I cittadini rischiano così di essere ingannati
quando comprano prodotti alimentari con marchi italiani che lasciano immaginare un’origine
diversa da quella effettiva, come abbiamo segnalato in questo articolo
riportando vari esempi.
Riprendendo le dichiarazioni del Ministro delle politiche agricole
Maurizio Martina che il 17 gennaio 2015, ha manifestato l’intenzione
di notificare a Bruxelles la richiesta di mantene in etichetta l’indicazione
dello stabilimento di origine per tutelare la salute pubblica
e per prevenire le frodi, ai sensi del regolamento UE 1169/2011
(articolo 39).
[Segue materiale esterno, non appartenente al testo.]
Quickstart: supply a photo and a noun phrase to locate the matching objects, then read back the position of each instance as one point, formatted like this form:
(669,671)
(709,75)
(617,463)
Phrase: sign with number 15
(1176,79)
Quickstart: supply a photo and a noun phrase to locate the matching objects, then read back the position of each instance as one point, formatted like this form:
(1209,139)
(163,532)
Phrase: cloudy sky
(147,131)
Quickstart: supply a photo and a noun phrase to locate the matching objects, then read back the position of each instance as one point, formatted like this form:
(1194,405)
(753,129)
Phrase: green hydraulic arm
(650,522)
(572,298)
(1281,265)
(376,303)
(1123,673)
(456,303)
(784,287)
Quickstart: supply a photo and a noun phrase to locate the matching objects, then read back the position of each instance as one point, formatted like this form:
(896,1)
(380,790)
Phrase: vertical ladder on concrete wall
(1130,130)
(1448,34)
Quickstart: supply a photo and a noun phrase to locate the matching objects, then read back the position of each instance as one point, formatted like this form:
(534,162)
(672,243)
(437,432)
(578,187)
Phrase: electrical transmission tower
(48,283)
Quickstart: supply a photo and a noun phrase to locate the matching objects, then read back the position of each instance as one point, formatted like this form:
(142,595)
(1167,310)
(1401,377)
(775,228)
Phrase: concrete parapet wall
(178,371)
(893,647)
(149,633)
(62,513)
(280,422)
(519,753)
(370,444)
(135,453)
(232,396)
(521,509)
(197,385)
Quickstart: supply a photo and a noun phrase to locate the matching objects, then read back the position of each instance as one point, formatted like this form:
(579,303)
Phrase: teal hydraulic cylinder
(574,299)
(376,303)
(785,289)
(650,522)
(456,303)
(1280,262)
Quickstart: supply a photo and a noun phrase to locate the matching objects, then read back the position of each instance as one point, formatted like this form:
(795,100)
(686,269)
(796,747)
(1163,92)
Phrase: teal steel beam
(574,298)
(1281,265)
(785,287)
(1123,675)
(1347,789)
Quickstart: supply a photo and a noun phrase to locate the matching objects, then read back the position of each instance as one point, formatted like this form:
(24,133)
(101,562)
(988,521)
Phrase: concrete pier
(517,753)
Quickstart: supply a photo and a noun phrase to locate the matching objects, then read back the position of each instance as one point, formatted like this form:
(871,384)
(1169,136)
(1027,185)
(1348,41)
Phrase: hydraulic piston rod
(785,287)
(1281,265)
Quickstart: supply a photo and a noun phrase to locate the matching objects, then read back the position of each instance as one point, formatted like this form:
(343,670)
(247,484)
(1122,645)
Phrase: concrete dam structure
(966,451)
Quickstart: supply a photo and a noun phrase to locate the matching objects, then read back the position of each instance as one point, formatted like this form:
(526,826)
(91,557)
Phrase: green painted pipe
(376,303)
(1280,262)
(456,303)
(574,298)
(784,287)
Gardini ha chiesto se la Commissione intenda
chiarire – nelle ‘domande e risposte su come applicare il
regolamento FIC’ – l’obbligo di indicare l’origine
quando la sua omissione possa indurre in errore i consumatori a causa
delle modalità di presentazione dei prodotti, anche in relazione
dei marchi utilizzati. Facciamo un esempio. Quando compra un
un gelato Algida, marchio affermato in Italia da oltre 70 anni, il consumatore
ha buone ragioni di credere che si tratti di un gelato italiano,
prodotto nello storico stabilimento di Caivano. Se così non
è, il consumatore ha il diritto di saperlo per poter
scegliere un gelato autenticamente italiano, preparato con latte
locale come Sammontana, realizzato a Empoli.
Il Commissario lituano Vytenis Andriukaitis il 27 febbraio ha risposto,
facendo una discreta confusione tra le informazioni obbligatorie previste
dalla legge e il diritto degli Stati membri di pretendere la
sede dello stabilimento di produzione in etichetta e le altre misure
in tema di origine dei prodotti (ai sensi del reg. UE 1169/11, art.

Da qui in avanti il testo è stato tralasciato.